Désolé d’insister, mais il ne suffit pas d’apprendre l’arabe pour se convertir à l’islam. En 1999 mon père était sur le point de mourir, je n’étais pas sûr de vouloir faire de la physique, je n’avais pas de petite amie… : il y avait quantité d’autres questions dans ma vie, qui m’importaient au premier chef, beaucoup plus qu’une conversion qui ne m’était même pas concevable.
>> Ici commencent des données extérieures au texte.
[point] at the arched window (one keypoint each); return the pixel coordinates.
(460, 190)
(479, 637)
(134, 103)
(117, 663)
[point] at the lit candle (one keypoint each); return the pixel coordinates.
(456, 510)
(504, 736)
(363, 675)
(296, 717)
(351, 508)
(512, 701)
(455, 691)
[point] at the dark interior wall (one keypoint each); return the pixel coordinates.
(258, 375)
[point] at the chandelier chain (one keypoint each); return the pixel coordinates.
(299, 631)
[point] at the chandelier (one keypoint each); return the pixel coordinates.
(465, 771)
J’insiste encore : on ne se convertit pas à l’islam parce qu’un téléscope a vu une fente dans la Lune, parce que la prestigieuse Nasa retrouve un fait évoqué dans le Coran. Allah est certes omnipotent - on peut être guidé à travers tous les domaines du savoir et toutes les circonstances de la vie - mais il y a quand même une structure formelle indispensable à la conversion, pour des raisons épistémologiques : une structure indissociable de l’idée-même de Dieu.

Une expérience fondatrice

Cette structure ou cette prise de conscience, je l’ai touchée pour la première fois dans des circonstances très particulières, en octobre 2003. Je venais de passer deux mois à Taez, immergé dans la société yéménite, tout en prenant des notes chaque soir dans mes carnets de terrain. Il restait encore trois semaines avant mon vol retour, mais je n’étais pas du tout prêt à rentrer : le nœud de l’histoire continuait de se dérober, et je ne savais pas du tout ce que j’allais pouvoir écrire dans ma maîtrise. Et puis voilà que le 4 octobre au matin, dans la capitale Sanaa, l’un de mes interlocuteurs me fait une proposition sexuelle - en tous cas ce que je comprends comme tel…

« Nous pouvons observer l’anatomie d’une grenouille, puis chercher autour de nous, chez d’autres êtres vivants, des exemples des mêmes relations abstraites ; nous pouvons même, dans ce cas, les retrouver en nous-mêmes. »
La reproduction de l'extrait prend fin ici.